Around the periphery are enlarged war photos worth studying. What do this young Argentine couple, born long after, think as they look?


The caption in English reads: 'He is alone and waits. He is accompanied by one anti-air machine gun and a peculiar landscape. The bay is calm. The Harrier will not be long'. The Harrier was Britain's principal attack aircraft in the war.


An Ushuaia museum has a small exhibit on Argentina's worst single loss of the war. The General Belgrano was torpedoed by a British submarine. 323 died. 



This photo was taken from the British periscope as the Belgrano sank.

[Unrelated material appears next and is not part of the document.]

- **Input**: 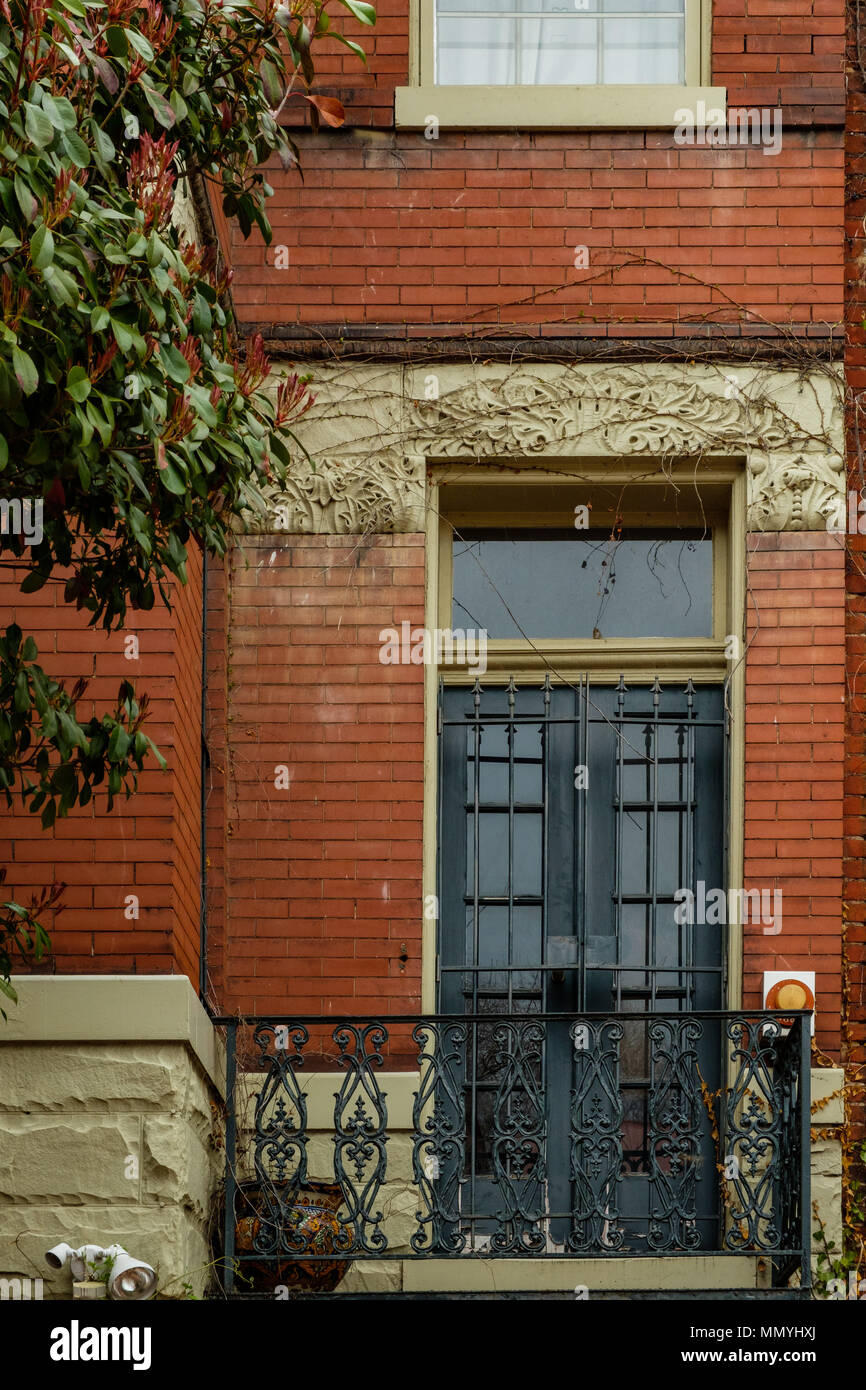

This is old stuff. Like constant advertising, the Malvinas signs likely register, not on locals but on visitors. The memorial - or, more likely, politicians - only occasionally awaken bittersweet memories. Not all here is festering recollections of conflict and ancient competing claims.

A DC-3, the Cabo de Hornos, molders against peaks.


Cheerful lupines brighten brief summer.


A skateboarder whizzes by.


And in an Ushuaia park, I find Evita. Time for the trip's one 'selfie'.